I believe this is a smart move as there are many ambitious founders with brilliant ideas in parts of our society that are chronically underfunded. Reaching this untapped potential could lead to huge financial reward for both founders and investors. Also, it’s important for venture capital to differentiate, so having this clear focus will be beneficial for the success of these funds.
What is Speedinvest doing to tackle this topic, both in terms of expanding your portfolio, as well as your internal team?
As many other firms, we are taking the right steps in hiring and investing in more diverse talent. And, as with many others, it feels that we are moving too slowly. It can be extremely difficult, particularly outside of the core hubs like London, as this industry has been so historically dominated by white, male graduates. So you need to break this pattern by building and growing your own talent. This is not a task for the impatient, but true diversity will only make us stronger.

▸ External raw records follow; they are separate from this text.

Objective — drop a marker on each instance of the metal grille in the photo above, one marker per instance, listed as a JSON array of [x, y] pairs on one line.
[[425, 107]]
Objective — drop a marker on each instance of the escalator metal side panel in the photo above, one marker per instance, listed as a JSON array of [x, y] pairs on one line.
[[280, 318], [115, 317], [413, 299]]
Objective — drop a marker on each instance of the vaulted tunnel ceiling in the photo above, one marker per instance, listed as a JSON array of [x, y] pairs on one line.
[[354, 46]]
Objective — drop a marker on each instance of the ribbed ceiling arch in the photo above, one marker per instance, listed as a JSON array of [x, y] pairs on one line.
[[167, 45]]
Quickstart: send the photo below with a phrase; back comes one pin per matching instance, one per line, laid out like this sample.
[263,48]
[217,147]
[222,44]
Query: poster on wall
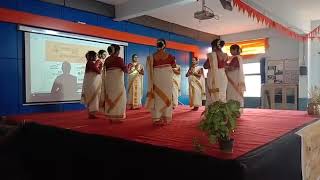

What’s on the cards for Speedinvest for the rest of 2020 and 2021? Any exciting projects we should look forward to?
Nine years in, we have found our strategic sweet spot – offering a unique combination of sector-focused investment teams and a super-charged professional services unit that supports horizontally. Personally, I am enjoying this part of our development very much, as now it’s all about scaling and optimising – a task that is far easier than “building the product”, as my startup founders can attest. And yes, this will mean new funds and new initiatives, but all moving in one clear direction.